Not-yet-husband reluctantly agreed that I could crash at his place because he was scared that something terrible would happen to me if I was left wandering the city all night in that state. And that’s how I, for the first time, met the man who would eventually become my father-in-law. I really hope that the saying “first impression lasts” is false.
This is what irks the snot out of me about Austin. You NEED a car here. It’s pretty spread out and the busses aren’t that great and light rail only has one route (to top it off, the city isn’t very walkable if you’re not downtown, it’s not uncommon for neighborhoods to have no sidewalks at all). Plus, there’s more po po than I’ve ever seen in my life here, so driving for a night out is not gonna happen. Thankfully we’re only a six dollar cab ride from anywhere we might want to go downtown.
Seattle was great in that you didn’t absolutely need a car. I sold mine after a few years because finding parking was more hassle than it was worth.
@Kitteh: Reminds me of Dallas/Ft. Worth in a lotta ways…..
Waaaay off. The Melbourne land area is over 8.5 thousand sq km, London’s only one and a half. Even Adelaide’s a bit more than that – and we’ve only got 1.2 million people.
Damn, how long does it take to get from one end of Melbourne to the other? It can take about 90 minutes in London if you count zones 5 and 6.
I love the star chamber. Every so often I invite guests into my star chamber for a good ole stew that I made in the misandry crock pot. What a fucktard Hambling is.
Hambling and new girlfriend are writing crappy rants together now.
It’s a tough world I’ll tell ya.
@House Mouse Queen: I agree with you, though, TBH, I don’t think it’d be a wise idea to keep using the word “fucktard”, as it may come across as offensive to people who struggle with certain mental conditions. Just thought I’d let you know. 🙂
@auggz: I don’t think she meant any harm, though…..or was it me you were referring to? *looks around, confused*.
@auggz: Oh, alright then, thanks for clarifying.
At this point, I have zero fucks to give whether or not someone meant harm by using ableist slurs.
Hembling has a girlfriend??? This I gotta see.
Where’s my unicorn? *restarts the timer* can we go to 10am tomorrow, blog time, without ableism? Probably not.
If people are wondering why the regulars are annoyed, this is why. Imagine if we had to tell people at least daily about some other -ism that we hadn’t had to ask people to knock off, not with any regularity, for months. Like, you go months with just the occasional “they must be fat, that’s why they can’t get laid”, and then you have to say Every. Damned. Day. that this sort of anti-fat bias isn’t cool around here.
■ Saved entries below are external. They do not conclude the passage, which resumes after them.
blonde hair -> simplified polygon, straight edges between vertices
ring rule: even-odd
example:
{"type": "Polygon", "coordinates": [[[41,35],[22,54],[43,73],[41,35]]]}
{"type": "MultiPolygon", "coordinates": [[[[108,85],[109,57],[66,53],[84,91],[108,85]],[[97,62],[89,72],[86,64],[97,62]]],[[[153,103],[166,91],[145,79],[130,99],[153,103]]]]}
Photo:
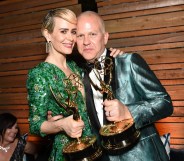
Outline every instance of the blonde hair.
{"type": "Polygon", "coordinates": [[[75,13],[67,8],[56,8],[50,10],[47,15],[43,19],[41,32],[43,35],[43,31],[45,29],[48,30],[49,33],[52,33],[54,30],[54,17],[62,18],[72,24],[77,24],[77,17],[75,13]]]}

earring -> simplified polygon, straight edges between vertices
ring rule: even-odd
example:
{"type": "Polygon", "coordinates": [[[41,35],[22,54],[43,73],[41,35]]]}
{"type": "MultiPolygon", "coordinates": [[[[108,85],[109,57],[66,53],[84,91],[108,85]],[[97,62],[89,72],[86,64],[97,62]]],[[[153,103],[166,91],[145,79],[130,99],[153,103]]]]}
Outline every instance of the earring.
{"type": "Polygon", "coordinates": [[[49,53],[50,41],[46,42],[46,53],[49,53]]]}

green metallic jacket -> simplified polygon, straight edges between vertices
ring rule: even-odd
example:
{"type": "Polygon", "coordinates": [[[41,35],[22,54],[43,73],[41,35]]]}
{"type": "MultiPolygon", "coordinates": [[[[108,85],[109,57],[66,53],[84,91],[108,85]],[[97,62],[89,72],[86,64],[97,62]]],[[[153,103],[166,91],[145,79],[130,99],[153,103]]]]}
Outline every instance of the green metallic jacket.
{"type": "Polygon", "coordinates": [[[115,96],[128,106],[141,137],[138,143],[111,161],[168,161],[154,123],[173,112],[171,98],[139,54],[115,58],[115,96]]]}

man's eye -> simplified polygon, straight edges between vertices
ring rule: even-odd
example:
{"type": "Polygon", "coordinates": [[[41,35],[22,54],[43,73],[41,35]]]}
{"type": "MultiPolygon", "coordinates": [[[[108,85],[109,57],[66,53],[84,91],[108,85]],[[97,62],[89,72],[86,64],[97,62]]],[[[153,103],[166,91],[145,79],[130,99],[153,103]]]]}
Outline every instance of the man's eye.
{"type": "Polygon", "coordinates": [[[78,38],[82,38],[83,35],[77,35],[78,38]]]}
{"type": "Polygon", "coordinates": [[[97,34],[96,33],[90,33],[91,37],[95,37],[97,34]]]}

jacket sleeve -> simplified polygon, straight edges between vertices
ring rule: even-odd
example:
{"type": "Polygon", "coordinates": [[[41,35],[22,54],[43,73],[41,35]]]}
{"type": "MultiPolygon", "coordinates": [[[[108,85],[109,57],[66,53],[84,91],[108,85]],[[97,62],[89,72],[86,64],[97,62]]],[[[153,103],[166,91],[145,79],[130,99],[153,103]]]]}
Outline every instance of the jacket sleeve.
{"type": "Polygon", "coordinates": [[[172,101],[154,72],[138,54],[130,58],[130,71],[138,101],[128,105],[137,128],[152,124],[173,112],[172,101]]]}

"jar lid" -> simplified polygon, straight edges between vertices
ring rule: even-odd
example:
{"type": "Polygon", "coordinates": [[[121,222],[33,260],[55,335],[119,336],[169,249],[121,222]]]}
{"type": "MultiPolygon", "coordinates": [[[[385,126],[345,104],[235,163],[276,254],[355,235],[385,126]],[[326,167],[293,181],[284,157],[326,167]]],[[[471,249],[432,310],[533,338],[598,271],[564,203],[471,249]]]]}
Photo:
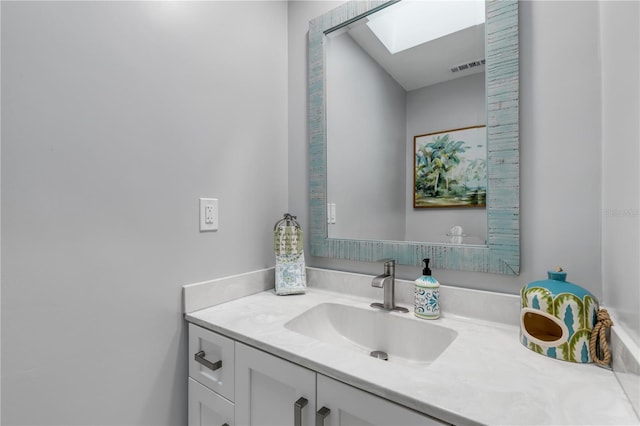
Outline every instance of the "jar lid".
{"type": "Polygon", "coordinates": [[[541,287],[549,290],[552,294],[571,293],[583,299],[589,295],[595,300],[595,296],[590,291],[577,284],[566,281],[567,273],[563,271],[547,271],[548,279],[530,282],[525,289],[541,287]]]}

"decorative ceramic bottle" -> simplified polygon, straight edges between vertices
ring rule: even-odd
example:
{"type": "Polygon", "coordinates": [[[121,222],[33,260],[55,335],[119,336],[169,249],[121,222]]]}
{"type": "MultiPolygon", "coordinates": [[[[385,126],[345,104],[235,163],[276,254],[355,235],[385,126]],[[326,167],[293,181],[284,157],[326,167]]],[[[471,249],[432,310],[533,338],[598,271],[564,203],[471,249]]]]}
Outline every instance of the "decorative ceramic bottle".
{"type": "Polygon", "coordinates": [[[436,319],[440,316],[440,283],[431,276],[429,259],[423,259],[422,276],[416,279],[414,313],[418,318],[436,319]]]}
{"type": "Polygon", "coordinates": [[[521,290],[520,341],[550,358],[588,363],[591,330],[598,301],[584,288],[568,282],[562,268],[548,272],[521,290]]]}

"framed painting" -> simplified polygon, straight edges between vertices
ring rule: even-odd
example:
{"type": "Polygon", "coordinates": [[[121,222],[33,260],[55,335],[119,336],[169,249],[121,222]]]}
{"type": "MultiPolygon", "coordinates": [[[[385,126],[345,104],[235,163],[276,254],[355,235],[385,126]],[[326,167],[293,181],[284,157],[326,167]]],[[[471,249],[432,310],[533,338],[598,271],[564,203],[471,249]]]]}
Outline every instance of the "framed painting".
{"type": "Polygon", "coordinates": [[[487,205],[486,126],[413,137],[413,207],[487,205]]]}

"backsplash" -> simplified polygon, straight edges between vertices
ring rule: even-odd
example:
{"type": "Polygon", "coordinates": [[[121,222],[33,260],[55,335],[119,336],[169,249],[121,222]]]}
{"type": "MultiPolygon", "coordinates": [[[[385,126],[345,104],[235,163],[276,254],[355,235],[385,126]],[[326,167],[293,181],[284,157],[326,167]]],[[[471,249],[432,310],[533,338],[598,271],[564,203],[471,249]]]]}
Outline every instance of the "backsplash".
{"type": "MultiPolygon", "coordinates": [[[[335,291],[382,301],[382,289],[371,286],[371,275],[330,269],[307,268],[310,288],[335,291]]],[[[396,279],[396,303],[412,307],[413,281],[396,279]]],[[[274,268],[189,284],[183,287],[183,312],[189,313],[273,289],[274,268]]],[[[286,297],[286,296],[283,296],[286,297]]],[[[519,324],[520,298],[517,295],[471,290],[443,285],[440,288],[443,315],[457,315],[483,321],[519,324]]]]}
{"type": "Polygon", "coordinates": [[[188,284],[182,287],[182,311],[199,311],[274,287],[274,268],[188,284]]]}
{"type": "MultiPolygon", "coordinates": [[[[308,285],[339,293],[348,293],[382,301],[382,289],[371,286],[370,275],[329,269],[307,268],[308,285]]],[[[396,279],[396,303],[413,306],[413,281],[396,279]]],[[[440,286],[440,311],[442,315],[457,315],[483,321],[517,326],[520,316],[520,297],[513,294],[471,290],[447,285],[440,286]]]]}

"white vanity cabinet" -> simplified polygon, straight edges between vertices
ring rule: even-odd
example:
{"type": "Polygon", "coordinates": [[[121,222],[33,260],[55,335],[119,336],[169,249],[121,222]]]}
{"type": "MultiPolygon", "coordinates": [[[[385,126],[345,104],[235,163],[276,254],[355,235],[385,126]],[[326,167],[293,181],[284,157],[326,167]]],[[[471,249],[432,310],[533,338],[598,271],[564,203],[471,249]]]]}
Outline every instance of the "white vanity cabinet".
{"type": "Polygon", "coordinates": [[[189,324],[189,426],[235,424],[235,342],[189,324]]]}
{"type": "MultiPolygon", "coordinates": [[[[212,391],[210,387],[203,386],[193,376],[194,373],[191,372],[190,367],[190,426],[222,426],[225,423],[229,426],[234,424],[238,426],[416,426],[445,424],[193,324],[189,325],[190,351],[197,353],[199,350],[197,342],[194,340],[204,339],[206,342],[211,342],[216,341],[216,336],[218,344],[222,342],[221,346],[228,342],[233,343],[234,359],[229,363],[233,362],[235,372],[233,385],[235,395],[231,395],[227,399],[212,391]],[[193,349],[191,349],[192,347],[193,349]]],[[[210,348],[210,352],[215,354],[215,349],[210,348]]],[[[224,350],[221,356],[222,368],[225,365],[230,365],[225,364],[224,350]]],[[[202,367],[197,367],[197,371],[207,376],[207,379],[212,376],[202,367]]],[[[220,383],[220,380],[214,380],[214,383],[220,383]]],[[[227,385],[229,385],[228,382],[222,381],[222,388],[227,385]]]]}
{"type": "Polygon", "coordinates": [[[313,425],[316,373],[236,342],[236,423],[313,425]]]}

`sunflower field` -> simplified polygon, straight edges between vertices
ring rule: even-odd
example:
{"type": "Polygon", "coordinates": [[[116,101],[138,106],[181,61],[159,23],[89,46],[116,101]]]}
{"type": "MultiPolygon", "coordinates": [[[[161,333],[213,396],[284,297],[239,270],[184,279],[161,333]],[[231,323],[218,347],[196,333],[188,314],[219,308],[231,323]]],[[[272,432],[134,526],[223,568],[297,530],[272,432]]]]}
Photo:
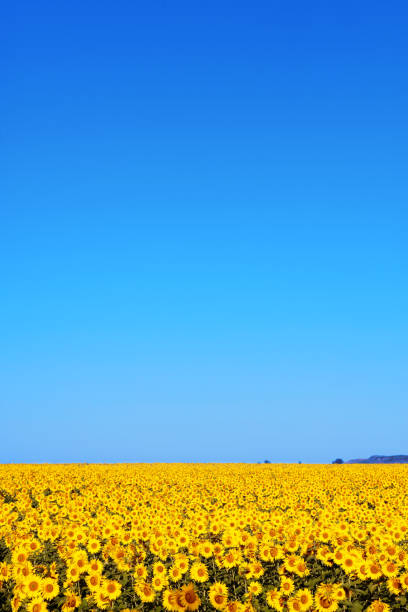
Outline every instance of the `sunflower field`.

Relatedly — neuroticbeagle — narwhal narwhal swimming in the ocean…thank you, my brain beach backlog only goes to Christmas Eve cuz I didn’t know what I wanted to do for Christmas Day. Narwhals it is!
Oh and alternatesteve90 — this is why people keep raising issue with your warning to other people — fuckt*rd is offensive, not “may come across as offensive”. Calling pecunium a mango may come across as offensive (he hates them, with a passion), mangos are not, contrary his opinion, inherently offensive. Fuckt*rd, and all variations on ret*rd, are inherently offensive.
(Hi pecunium, do they make mango cutters or anything like that? I keep seeing ones for avocados and such, but not mangos. You know I’m buying you one if I find it ^.^ )
@Argenti: Hmm….well, to be honest, having given it a little thought, I think I see your point here. Will keep that in mind for the future. =)
yes, they make mango tools, looks sort of like a metal vulva in a ring. Splits them in half, and removes the pit, all in one step.